Why it should be a season of goodwill towards estate agents
SO, we have all survived the awful weather in January and last Monday was, apparently, the most likely day of the year for absenteeism for those with New Year blues. That means we can now look towards the brighter days of spring and count down to the longest day of the year, which is only 133 days away.
If you are reading this column, there is a strong likelihood you will have more than a passing interest in property and I am pleased to tell you that, like many agents in Yorkshire, we have had a productive start to 2014. I’d also like to see it as the season of goodwill towards estate agents.
Whether you are a buyer or a seller, a solicitor or surveyor, builder or agent, it is in our collective interest to have a healthy and active residential property market in Yorkshire.
I am pleased to say that the practical reality of 2014 thus far, is that buyers and sellers, as the main protagonists, are being sensible.
Buyers are prepared to pay good prices for the right property and where owners are slightly struggling to sell, they are being proactive and adjusting their pricing.
The result of this approach is an increasingly active marketplace.

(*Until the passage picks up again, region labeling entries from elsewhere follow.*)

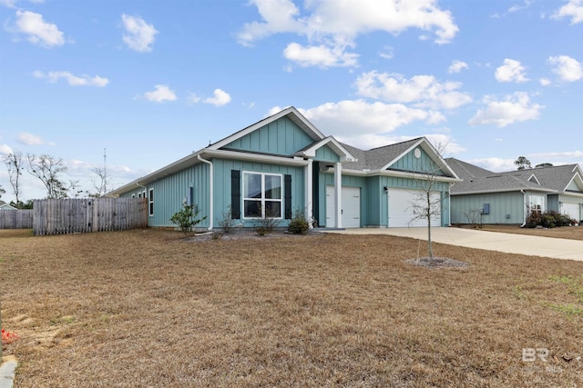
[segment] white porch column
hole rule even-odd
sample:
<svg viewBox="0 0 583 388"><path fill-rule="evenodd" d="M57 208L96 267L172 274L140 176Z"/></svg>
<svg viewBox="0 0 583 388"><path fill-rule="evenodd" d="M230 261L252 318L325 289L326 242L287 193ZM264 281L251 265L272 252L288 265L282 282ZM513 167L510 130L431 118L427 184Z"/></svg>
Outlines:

So why the need for goodwill towards estate agents, especially when some members of the public still question the worthiness of our profession?
Well, I would contend that estate agents are the “ringmasters to the circus” and, more often than not, the glue that holds the whole process together, particularly when there is such a wide diversity of interests involved with any single property transaction.
This is particularly relevant when the individuals involved do not always seem to have the same objectives in mind. Perhaps a few examples would be helpful here.
At the start of the process, potential buyers undertake viewings with proud owners spending time preparing for the event. If you view, it is not unreasonable to provide the agent with feedback, even if you did not like what you saw. An inability to respond to follow up calls will hardly endear you to the selling agent, especially if it turns out that the next house you look at through them is one that you really like.
If you are selling and have say five viewings in the first week, it does not necessarily mean that the price is wrong and that you are suddenly going to sell your home for a lot more by waiting four weeks. You might wish to heed the old estate agents adage that “early interest is often best interest”.
As a buyer, once you have agreed terms then you’ll want to have a survey to check there is nothing untoward. If there is an inherent problem, it may come to light at this stage.
Do remember a survey can be a question of interpretation and not simply a tool for renegotiation. An agent, and indeed an owner, is not being unreasonable in questioning whether a bit of peeling paintwork and soft timber really is a material problem in an Edwardian house that is over 100 years old. And then there is the question of “the paperwork”. Yes, lenders are being more stringent. Yes there is a need for searches to be obtained from the local authority and, understandably, there is the requirement for due diligence on the part of the legal advisors. Whilst this does all take time, there is no mystique to the process. It is a question of ensuring all those involved realise that time is of the essence to satisfy the expectations of both buyers and sellers alike.
And where does this leave the estate agent? Keen and willing to ensure all concerned work together for mutual benefit. That can mean gentle persuasion and plenty of phone calls and emails.
Unfortunately some in the process seem to think at times we are just being annoying.